Он жадно впился в меня глазами, а заодно и пальцами в рукав, хотя и чего-то одного было бы достаточно. Справиться с заданием мне как будто теперь не светило, но и останавливаться было нельзя.

— Средство есть, — успокоил я купца, — и есть у него ещё побочное свойство, которое твоей торговле выйдет аккурат на пользу. Видишь ли, от моего лекарства куры не только избавятся от заразы, но потеряют и пеструшки. Станут белыми, как местная приречная.

Эта новость весьма приободрила моего собеседника, мы быстро сошлись на цене, и я обещал навестить его клетки завтра же на рассвете, сразу как запасусь маслом и бутылями.

Тем временем, веселье, запущенное неприятностями Свитюха продолжалось, подтянулись музыканты, зал поплыл в дыму и незамысловатых мелодиях. Мой новый знакомец вскоре ушел, но успел рассказать, что свои клетки продал древней бабуле, хозяйство которой находилось ниже по реке, чуть в сторону от Корочей Пристани. За дальнейшей выпивкой удалось узнать, что до хозяйства Свитюха можно добраться по дороге от той самой пристани, если держать на запад — и что по той же дороге, поближе к реке, отстроился старший Свитюхов зять, у которого также должны найтись пеструшки. Об этом мне рассказал изрядно захмелевший юноша с робкими усами и коварным блеском в глазах. Как пить дать, к той же дочке Свитюховой сватался, да усом не вышел.
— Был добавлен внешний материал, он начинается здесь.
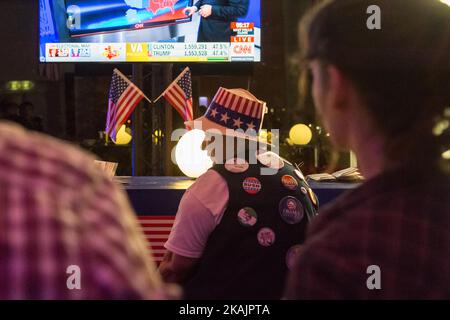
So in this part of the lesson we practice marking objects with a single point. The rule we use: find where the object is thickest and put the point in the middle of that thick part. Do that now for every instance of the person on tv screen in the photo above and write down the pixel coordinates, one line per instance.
(380, 92)
(217, 16)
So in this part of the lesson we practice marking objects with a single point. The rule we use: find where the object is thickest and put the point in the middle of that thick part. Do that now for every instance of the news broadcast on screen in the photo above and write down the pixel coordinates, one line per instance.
(149, 31)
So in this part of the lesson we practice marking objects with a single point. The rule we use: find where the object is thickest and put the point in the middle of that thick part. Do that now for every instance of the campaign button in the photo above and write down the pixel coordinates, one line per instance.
(251, 185)
(313, 198)
(289, 182)
(266, 237)
(291, 210)
(270, 160)
(247, 217)
(236, 165)
(292, 254)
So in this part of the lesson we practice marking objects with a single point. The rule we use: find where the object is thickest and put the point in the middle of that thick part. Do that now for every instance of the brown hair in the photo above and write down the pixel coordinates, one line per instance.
(402, 72)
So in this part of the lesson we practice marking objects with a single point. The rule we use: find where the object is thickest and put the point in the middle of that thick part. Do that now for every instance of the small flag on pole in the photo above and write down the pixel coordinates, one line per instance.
(179, 95)
(124, 96)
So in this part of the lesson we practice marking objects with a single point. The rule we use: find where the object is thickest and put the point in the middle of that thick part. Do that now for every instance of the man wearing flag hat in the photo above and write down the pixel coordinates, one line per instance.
(238, 228)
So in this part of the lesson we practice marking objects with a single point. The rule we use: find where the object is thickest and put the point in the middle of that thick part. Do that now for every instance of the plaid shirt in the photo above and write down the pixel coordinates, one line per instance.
(56, 211)
(400, 222)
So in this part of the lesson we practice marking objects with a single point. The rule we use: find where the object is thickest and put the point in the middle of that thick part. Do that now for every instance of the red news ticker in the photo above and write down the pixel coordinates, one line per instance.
(243, 39)
(243, 25)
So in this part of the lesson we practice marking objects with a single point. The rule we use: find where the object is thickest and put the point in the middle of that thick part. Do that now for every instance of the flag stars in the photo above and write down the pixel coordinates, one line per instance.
(237, 123)
(224, 117)
(251, 126)
(213, 113)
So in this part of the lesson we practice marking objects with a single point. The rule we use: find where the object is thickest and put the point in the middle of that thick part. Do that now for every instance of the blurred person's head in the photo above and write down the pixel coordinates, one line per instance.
(391, 83)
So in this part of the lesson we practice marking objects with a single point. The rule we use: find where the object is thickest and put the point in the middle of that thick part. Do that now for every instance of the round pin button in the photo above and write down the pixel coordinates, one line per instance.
(247, 217)
(289, 182)
(291, 210)
(270, 160)
(266, 237)
(236, 165)
(292, 254)
(304, 191)
(251, 185)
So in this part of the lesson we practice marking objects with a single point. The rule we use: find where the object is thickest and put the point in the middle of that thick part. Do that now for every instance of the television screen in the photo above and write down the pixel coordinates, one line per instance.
(150, 30)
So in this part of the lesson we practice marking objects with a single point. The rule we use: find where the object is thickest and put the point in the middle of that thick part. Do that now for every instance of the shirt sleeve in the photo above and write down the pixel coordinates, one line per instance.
(200, 211)
(198, 4)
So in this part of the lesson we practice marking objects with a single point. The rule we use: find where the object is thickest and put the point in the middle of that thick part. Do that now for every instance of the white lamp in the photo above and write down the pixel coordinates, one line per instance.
(122, 136)
(190, 158)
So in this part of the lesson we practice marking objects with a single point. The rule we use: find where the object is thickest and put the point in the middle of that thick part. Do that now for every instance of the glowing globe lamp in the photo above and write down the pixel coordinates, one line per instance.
(190, 158)
(300, 134)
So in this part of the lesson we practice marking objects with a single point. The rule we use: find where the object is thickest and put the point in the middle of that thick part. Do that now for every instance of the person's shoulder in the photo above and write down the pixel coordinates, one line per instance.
(46, 156)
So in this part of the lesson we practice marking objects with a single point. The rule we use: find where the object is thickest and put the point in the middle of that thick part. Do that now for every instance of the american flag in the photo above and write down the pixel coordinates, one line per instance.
(179, 95)
(124, 96)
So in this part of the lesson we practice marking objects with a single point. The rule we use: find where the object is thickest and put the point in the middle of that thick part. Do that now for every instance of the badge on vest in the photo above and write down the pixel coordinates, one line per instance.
(266, 237)
(270, 160)
(291, 210)
(289, 182)
(247, 217)
(236, 165)
(304, 191)
(292, 254)
(251, 185)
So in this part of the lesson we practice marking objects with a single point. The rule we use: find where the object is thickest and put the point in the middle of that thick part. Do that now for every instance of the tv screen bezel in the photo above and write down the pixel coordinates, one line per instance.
(150, 25)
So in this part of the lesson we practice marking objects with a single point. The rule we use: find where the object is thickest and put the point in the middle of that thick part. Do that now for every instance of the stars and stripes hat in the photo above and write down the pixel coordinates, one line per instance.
(233, 112)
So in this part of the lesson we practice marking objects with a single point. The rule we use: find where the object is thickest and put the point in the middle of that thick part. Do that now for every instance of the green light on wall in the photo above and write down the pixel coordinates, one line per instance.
(19, 85)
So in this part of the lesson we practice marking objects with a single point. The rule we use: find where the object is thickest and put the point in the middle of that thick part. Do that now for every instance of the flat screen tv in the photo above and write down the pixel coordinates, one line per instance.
(149, 31)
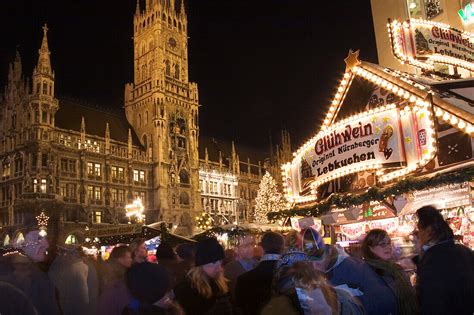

По всему выходило, что какая никакая, а надежда есть. Дюжина бутылей это сурово, но чем Рогатый не шутит — может с торговца, да с бабули, да со Свитюха с зятем и удастся собрать. А если завтра сплавиться по утру до Корочей, да по-быстрому к бабуле, а от ней до зятя, где заночевать, а потом к Свитюху — и оттуда взять на юг, то к вечеру акурат выйду к «Позорной Ступке», где будет ждать заказчик. Ступка, это так холм по-местному у них называется, а на том холме рядом с двором ещё застава и башня, с которой государевы люди за реку смотрят, не несёт ли кого. Я перебрал свои склянки, проверил пеструшки (полный порядок) и отправился спать. Оставалось два дня до сроку.